Dina Nayeri
Problem Stories: When Truth Isn’t Enough
Today’s refugees will spend years battling to be believed—not because they are liars but because they’re forced to make their stories fit a small set of accepted narratives, and because ‘truth’ in storytelling is a product of culture. When they arrive in Europe or America, the displaced endure increasingly arduous and narrow definitions of truth. Meanwhile, powerful voices spread provable falsehoods with impunity. Why are some narratives believed, and others dismissed as lies? What is the coded language of truth in the West? Dina Nayeri's next book will examine truth in oral histories, particularly in crisis narratives (like those of refugees), which are often told under pressure, with shame and fear distorting memories, and without sophisticated persuasive tools. She will use literary tools to capture the strange, twisted honesty of refugee narratives, challenging existing notions of the relationship between truth and facts (and the calculated use of both in private and public), and how truth is (and should be) defined and disseminated in personal histories, crisis narratives, in politics and the news.
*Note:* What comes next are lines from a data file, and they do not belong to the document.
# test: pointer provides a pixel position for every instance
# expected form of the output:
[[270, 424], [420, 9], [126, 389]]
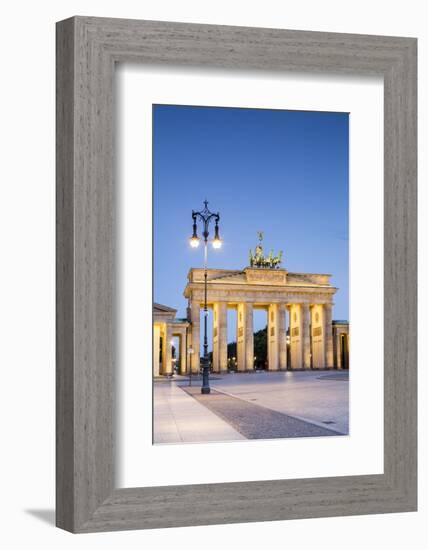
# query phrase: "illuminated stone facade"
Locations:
[[300, 330]]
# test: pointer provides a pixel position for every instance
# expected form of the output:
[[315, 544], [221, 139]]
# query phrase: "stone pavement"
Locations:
[[179, 418], [254, 421], [320, 397]]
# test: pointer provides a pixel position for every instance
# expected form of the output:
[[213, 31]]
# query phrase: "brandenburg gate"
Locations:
[[306, 299], [300, 329]]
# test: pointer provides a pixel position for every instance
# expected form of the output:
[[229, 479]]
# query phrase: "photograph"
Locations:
[[251, 332]]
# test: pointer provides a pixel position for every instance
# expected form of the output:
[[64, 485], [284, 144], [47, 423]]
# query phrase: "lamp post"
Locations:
[[205, 216]]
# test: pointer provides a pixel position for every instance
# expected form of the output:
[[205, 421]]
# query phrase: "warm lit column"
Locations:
[[328, 336], [220, 337], [338, 351], [282, 336], [156, 349], [249, 337], [296, 348], [318, 330], [216, 354], [195, 315], [306, 337], [183, 353], [273, 333], [245, 337], [167, 350]]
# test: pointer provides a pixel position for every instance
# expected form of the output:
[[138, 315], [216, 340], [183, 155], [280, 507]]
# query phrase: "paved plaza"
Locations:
[[258, 405]]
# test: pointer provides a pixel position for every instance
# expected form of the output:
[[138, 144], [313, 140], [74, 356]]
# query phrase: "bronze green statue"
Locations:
[[258, 259]]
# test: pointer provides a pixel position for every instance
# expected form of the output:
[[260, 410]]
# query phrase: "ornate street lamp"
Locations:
[[205, 216]]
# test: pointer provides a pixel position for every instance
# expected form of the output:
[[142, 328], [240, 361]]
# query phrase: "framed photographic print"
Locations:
[[236, 274]]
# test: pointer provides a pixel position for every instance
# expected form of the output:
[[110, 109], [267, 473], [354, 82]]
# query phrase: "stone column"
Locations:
[[273, 337], [328, 336], [220, 337], [167, 350], [318, 338], [306, 337], [195, 341], [337, 354], [296, 347], [249, 337], [282, 336], [156, 349], [245, 338], [183, 353]]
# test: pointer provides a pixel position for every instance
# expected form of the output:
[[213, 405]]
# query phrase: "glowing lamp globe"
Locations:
[[194, 242]]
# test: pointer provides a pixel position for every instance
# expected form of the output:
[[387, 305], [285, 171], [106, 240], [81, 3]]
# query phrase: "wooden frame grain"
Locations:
[[87, 50]]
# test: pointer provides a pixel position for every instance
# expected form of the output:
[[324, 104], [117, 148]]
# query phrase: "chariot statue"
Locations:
[[258, 259]]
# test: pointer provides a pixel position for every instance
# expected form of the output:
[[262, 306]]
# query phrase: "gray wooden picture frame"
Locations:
[[87, 50]]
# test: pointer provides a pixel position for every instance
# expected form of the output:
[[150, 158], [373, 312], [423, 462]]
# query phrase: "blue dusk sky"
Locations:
[[281, 172]]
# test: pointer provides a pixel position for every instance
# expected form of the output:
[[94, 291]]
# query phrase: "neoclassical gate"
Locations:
[[301, 301]]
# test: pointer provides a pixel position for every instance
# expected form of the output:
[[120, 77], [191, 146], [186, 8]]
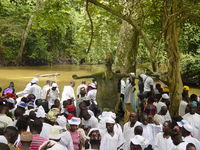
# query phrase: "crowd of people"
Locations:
[[39, 119]]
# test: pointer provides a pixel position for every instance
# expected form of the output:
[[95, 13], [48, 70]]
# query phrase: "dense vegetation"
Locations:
[[161, 35]]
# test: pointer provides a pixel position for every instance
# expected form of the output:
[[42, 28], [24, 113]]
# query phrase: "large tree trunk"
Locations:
[[23, 41], [128, 42], [171, 42]]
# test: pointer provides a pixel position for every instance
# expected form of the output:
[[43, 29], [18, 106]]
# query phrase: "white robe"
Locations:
[[162, 143], [192, 140], [194, 121], [68, 93], [109, 142], [129, 133]]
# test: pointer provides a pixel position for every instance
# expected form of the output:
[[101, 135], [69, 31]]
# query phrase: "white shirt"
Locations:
[[162, 118], [45, 130], [150, 131], [35, 90], [7, 121], [182, 107], [129, 133], [192, 140], [66, 140], [162, 143], [182, 146], [92, 122], [109, 142], [68, 93], [44, 91], [194, 121], [79, 88]]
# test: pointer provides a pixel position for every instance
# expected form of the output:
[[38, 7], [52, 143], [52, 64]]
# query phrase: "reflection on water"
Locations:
[[22, 75]]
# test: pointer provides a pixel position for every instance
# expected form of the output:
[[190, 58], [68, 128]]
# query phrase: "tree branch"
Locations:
[[91, 25]]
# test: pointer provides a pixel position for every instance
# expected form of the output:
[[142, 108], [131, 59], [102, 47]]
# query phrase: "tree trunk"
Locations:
[[171, 43]]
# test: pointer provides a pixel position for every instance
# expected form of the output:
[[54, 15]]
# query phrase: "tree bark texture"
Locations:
[[172, 49]]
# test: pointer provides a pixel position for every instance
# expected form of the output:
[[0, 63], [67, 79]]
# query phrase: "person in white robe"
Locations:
[[163, 140], [68, 92], [193, 119], [129, 127], [82, 85], [109, 139]]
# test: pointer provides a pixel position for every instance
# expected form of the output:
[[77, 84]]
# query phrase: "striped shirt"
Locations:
[[37, 140]]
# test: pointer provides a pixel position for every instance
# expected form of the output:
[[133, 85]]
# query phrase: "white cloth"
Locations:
[[44, 91], [66, 140], [56, 145], [182, 107], [182, 146], [68, 93], [52, 96], [192, 140], [148, 81], [129, 93], [45, 130], [129, 133], [109, 142], [35, 90], [123, 86], [162, 118], [194, 121], [162, 143], [92, 122], [4, 119], [92, 94], [150, 131], [79, 88], [3, 139]]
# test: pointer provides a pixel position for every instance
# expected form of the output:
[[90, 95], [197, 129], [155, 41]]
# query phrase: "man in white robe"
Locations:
[[129, 128], [193, 119], [68, 92]]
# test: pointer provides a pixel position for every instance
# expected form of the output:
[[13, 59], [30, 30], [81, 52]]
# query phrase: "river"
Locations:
[[22, 75]]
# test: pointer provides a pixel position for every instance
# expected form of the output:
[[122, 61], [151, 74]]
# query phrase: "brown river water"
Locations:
[[22, 75]]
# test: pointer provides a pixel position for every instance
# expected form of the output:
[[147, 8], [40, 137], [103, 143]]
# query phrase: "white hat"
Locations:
[[165, 96], [10, 100], [182, 123], [62, 121], [55, 132], [139, 140], [40, 112], [34, 80], [188, 127], [74, 121], [109, 120], [132, 74], [54, 85]]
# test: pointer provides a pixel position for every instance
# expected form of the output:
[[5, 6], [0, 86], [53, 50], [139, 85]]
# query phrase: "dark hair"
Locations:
[[36, 126], [138, 130], [22, 123], [4, 146], [190, 145], [11, 134]]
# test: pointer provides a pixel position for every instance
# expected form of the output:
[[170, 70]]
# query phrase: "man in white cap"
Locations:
[[55, 135], [68, 92], [186, 133], [52, 94], [110, 139]]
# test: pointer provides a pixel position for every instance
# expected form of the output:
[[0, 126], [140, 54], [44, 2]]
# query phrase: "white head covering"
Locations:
[[40, 112], [34, 80], [139, 140], [74, 121], [62, 121], [165, 96], [55, 132]]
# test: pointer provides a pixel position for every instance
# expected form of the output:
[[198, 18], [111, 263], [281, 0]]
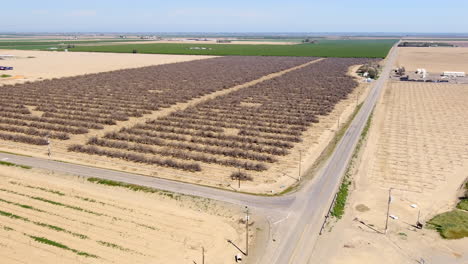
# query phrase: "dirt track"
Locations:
[[114, 224]]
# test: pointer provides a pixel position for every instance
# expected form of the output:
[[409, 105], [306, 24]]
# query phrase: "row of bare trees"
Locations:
[[76, 104], [249, 128]]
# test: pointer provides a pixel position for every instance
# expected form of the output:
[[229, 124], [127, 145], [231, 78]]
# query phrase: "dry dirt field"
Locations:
[[35, 65], [51, 218], [435, 60], [418, 146]]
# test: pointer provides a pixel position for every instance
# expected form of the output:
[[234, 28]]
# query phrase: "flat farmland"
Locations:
[[37, 65], [423, 136], [65, 219], [436, 60], [324, 48], [209, 121], [416, 145]]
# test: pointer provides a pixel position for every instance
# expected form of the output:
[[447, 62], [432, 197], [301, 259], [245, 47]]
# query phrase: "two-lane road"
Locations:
[[295, 234], [313, 201]]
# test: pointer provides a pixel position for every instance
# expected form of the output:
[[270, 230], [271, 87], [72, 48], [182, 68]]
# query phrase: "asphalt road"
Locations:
[[295, 219], [312, 203]]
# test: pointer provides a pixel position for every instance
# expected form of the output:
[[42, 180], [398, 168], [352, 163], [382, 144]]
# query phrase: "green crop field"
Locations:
[[324, 48]]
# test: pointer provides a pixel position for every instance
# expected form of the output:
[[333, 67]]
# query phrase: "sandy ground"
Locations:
[[280, 176], [34, 65], [115, 224], [434, 60], [417, 145]]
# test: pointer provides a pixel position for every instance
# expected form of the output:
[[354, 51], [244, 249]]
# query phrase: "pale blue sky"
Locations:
[[234, 16]]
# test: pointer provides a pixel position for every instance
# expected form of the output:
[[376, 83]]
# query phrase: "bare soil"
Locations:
[[116, 225], [434, 60], [36, 65], [417, 147]]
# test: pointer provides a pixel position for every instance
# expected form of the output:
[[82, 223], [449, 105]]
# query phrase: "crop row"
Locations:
[[253, 125]]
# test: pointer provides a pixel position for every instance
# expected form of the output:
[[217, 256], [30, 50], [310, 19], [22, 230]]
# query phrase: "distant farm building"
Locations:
[[454, 74]]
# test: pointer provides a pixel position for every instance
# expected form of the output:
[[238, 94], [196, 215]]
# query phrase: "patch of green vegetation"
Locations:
[[134, 187], [111, 245], [342, 195], [60, 245], [463, 205], [328, 151], [7, 214], [450, 225], [6, 228], [10, 164], [65, 205], [53, 227], [324, 48], [52, 202], [22, 205], [39, 188]]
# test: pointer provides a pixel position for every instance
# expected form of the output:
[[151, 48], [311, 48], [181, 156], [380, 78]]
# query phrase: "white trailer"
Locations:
[[454, 74]]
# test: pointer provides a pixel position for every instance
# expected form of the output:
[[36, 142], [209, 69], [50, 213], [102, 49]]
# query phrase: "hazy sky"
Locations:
[[234, 16]]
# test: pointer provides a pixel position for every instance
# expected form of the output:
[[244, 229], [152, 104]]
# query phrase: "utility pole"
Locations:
[[238, 178], [300, 162], [48, 146], [247, 231], [388, 208]]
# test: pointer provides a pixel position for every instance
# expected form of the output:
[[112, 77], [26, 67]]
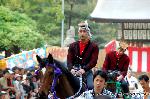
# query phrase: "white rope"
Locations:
[[72, 97]]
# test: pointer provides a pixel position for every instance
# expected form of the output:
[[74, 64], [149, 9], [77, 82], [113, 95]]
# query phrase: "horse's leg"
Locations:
[[64, 88]]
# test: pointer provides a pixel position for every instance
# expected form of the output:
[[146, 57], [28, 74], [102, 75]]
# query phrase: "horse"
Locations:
[[57, 81]]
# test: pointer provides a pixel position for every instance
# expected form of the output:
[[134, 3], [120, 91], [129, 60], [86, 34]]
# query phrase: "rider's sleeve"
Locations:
[[125, 66], [93, 60], [106, 62], [70, 57]]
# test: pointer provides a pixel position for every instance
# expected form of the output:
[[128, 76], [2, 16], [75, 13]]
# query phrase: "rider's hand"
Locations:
[[82, 71], [119, 78], [73, 71]]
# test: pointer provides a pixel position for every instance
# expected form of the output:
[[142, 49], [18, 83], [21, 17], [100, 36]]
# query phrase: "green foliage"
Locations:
[[46, 13], [18, 30]]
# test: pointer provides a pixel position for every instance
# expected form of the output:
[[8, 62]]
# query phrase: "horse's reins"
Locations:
[[57, 73]]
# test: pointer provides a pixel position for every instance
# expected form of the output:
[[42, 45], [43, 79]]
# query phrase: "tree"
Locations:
[[17, 31], [46, 13]]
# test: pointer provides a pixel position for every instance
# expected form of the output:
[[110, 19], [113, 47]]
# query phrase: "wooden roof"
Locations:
[[121, 11]]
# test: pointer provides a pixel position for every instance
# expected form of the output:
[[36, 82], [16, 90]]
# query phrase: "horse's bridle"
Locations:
[[57, 73]]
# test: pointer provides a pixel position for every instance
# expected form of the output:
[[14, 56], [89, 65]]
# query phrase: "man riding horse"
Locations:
[[83, 54]]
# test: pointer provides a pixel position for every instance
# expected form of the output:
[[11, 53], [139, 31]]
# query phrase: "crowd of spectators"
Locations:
[[18, 83]]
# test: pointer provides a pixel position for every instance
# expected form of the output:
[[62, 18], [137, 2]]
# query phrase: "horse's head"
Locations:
[[47, 79], [57, 78]]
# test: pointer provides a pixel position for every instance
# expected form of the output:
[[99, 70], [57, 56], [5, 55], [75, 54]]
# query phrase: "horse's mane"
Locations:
[[75, 83]]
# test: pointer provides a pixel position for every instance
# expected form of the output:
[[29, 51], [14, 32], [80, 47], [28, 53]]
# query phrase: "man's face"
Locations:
[[144, 84], [83, 35], [99, 83], [121, 51]]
Dina Nayeri was born during the Iranian revolution and fled the country when she was eight. She lived as a refugee for two years before being granted asylum in the United States. She writes fiction and nonfiction on displacement, the refugee crisis, and the Iranian diaspora. Her acclaimed Guardian Long Read “The Ungrateful Refugee” was one of the most widely read essays of 2017 and anthologized by Viet Nguyen in The Displaced and is now taught in schools across Germany. Winner of the 2018 UNESCO City of Literature Paul Engle Prize, Dina has won a National Endowment for the Arts grant (2015), the O. Henry Prize (2015), Best American Short Stories (2018), and was a finalist for the Rome Prize (2017). She holds an MBA from Harvard and an MFA from the Iowa Writers’ Workshop. Her previous two novels were translated to fourteen languages and published in twenty countries. Her work appears in the New York Times, the Guardian, the Los Angeles Times, the New Yorker, the Wall Street Journal, Granta, and many others. Her first book of narrative nonfiction, The Ungrateful Refugee, is published in 2019.